Git Product home page Git Product logo

Comments (7)

tomlurge avatar tomlurge commented on July 29, 2024

The notion "number of users" starts to get more ambigious the longer I think of it: does it mean "(average) number of users simultaniously connected to the network at any given time during the given period". Or the total of users during one day (computed by extrapolating some averages and rules of thumb)? Or the number of "average users" per day (which e.g. might be users that are connected for 10 hours straight and generate 10 consensus requests during that time). I assume it's the last one but maybe you can clarify.

I suspect that there's a flaw in your reasoning and that you're mixing together 2 concepts: "Number of users per day" and "Average of users at any given time during that day". That's not the same and can't be converted. 10 users connected for 24 hours each make 10 users per hour and per day - and 240 hours of usage. 10 different users connected 1 hour each per day still make 10 users - but only 24 hours of usage. 10 users each hour, and each different from each other make 240 users per day - and 240 hours of usage. From the way you explained how the number of users is computed I can't tell the difference. But it seems that the numbers in the end don't tell much about usage but only about aspects that could lead to a correct estimate of usage. The point is not so much if it's averages or absolute values,

Anyway you're right that we can't compute the avergae users per hour by dividing the day through 24. We would at least have to know the average time a user is connected to the network. If that was 1 hour than dividing by 24 would be correct. Likewise if it was 2 hours we would have to divide by 12 etc.
In the absence of such knowledge we can only copy the averages from the whole day to every hour. (But still I'm not sure what these numbers really mean).

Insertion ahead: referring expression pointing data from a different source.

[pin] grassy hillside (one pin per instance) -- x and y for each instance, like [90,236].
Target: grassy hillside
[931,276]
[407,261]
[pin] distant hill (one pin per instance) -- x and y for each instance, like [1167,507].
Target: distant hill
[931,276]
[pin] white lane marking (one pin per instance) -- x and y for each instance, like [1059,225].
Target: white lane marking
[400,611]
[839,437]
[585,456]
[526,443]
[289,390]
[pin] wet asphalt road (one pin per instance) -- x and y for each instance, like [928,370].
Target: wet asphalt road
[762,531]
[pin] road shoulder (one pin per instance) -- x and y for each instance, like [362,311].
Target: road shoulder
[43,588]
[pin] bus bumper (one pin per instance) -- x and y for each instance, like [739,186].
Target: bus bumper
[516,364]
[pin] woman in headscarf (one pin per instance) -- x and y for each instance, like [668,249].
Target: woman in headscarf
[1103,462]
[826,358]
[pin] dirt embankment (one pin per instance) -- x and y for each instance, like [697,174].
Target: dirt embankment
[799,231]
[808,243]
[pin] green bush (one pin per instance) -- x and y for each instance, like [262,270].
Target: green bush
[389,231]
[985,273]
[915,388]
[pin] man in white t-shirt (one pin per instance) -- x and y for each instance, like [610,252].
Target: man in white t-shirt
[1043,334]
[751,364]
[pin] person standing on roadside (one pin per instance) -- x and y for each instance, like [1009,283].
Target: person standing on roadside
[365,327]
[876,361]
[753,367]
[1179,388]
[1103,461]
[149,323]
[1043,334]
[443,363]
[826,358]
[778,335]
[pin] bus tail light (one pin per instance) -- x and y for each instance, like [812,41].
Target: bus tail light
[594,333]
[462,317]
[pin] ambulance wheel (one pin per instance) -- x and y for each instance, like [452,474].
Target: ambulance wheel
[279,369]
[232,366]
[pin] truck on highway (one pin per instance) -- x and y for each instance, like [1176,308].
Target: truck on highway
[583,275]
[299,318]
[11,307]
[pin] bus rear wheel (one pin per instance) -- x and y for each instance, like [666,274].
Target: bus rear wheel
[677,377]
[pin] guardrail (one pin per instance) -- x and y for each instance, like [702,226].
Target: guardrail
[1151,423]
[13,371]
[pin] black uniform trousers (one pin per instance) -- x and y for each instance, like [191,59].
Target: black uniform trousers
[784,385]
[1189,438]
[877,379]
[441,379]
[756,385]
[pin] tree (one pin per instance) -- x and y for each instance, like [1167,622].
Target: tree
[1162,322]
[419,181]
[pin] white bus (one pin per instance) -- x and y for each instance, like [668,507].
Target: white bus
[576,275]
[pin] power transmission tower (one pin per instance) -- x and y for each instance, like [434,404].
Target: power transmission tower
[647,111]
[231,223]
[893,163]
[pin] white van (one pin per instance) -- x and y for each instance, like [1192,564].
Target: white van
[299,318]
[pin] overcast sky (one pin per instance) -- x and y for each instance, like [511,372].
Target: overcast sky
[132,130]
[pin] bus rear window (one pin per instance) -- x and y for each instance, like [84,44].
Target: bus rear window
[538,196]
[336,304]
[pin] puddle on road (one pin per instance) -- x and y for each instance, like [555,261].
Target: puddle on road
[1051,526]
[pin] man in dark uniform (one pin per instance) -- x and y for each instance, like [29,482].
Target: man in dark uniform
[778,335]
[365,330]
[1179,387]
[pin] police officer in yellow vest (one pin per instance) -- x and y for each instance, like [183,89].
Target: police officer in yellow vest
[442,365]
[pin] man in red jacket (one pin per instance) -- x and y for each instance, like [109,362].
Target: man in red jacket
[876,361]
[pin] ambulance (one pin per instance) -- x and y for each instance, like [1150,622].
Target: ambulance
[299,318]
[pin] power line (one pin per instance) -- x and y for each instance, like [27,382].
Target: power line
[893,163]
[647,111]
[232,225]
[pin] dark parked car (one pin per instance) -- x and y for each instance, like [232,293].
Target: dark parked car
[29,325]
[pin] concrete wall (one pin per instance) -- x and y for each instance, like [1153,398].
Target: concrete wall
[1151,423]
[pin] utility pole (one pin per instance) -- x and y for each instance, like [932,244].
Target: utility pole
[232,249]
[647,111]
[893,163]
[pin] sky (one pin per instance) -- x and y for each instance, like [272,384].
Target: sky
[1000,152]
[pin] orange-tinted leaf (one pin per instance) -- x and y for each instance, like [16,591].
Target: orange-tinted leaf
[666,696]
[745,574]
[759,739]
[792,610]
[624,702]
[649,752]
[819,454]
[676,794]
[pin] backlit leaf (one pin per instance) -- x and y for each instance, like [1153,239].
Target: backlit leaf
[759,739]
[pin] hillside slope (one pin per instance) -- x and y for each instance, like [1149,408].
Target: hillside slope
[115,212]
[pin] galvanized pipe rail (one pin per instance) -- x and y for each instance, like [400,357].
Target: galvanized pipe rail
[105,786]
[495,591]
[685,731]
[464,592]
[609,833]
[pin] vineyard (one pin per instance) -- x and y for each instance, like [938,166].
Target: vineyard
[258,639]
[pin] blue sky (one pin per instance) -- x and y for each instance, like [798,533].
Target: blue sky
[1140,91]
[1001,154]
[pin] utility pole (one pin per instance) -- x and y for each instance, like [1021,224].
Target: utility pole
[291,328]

But regarding the weekly average we're on the save side: we sum up the numbers of 7 days and divide the result by 7: that's the average per week. Right?

from visionion.

kloesing avatar kloesing commented on July 29, 2024

You're making some very good points here.

We don't have any data that allows us to distinguish users. What we really estimate is usage. We say "users" just because it's easier to understand for the masses. Obviously this makes it harder to understand for the experts.

When we say there was 1 user, that could have been a single user being connected for 24 hours. Or it could have been 10 users being connected for 2:24 hours (24 hours divided by 10). Or it could have been 10 users being connected from 00:00 to 02:24 and 0 users in the remaining 21:36 hours. We don't know, and we have no way to find out.

So, I'd say this metric can best be described as "average number of users at any given time during the day". Which means that this is the very same number for any given hour on that day, because we don't have any data saying whether there were fewer or more users at that specific hour. Just assume usage was stable over the day.

Calculating the weekly number is not as trivial as you say. Your calculation is only correct, because you implicitly think of the number as being an average. But yes, computing the mean like you say is correct.

Let me know if/when I should patch the Java importer to fix the divide-by-24 bug.

from visionion.

tomlurge avatar tomlurge commented on July 29, 2024

tl;dr : apply the patch!

It's becoming clear to me that usage and users are pretty vague terms...

Usage is not only hard to measure because of Tor specific technicalities: e.g. consumed bandwidth seems to be a rather "hard" measure but was does it really tells us about the use of Tor? A soap opera video download or checking one's dissident web mail may be extremely different in their bandwidth_consumption/actual_usefulness ratio. The notion of usage inherently makes some assumptions about how important an act is - but even the soap opera episode may be very important under certain circumstances. Still, consumed bandwidth gives an idea, and - most of all - the number is "hard".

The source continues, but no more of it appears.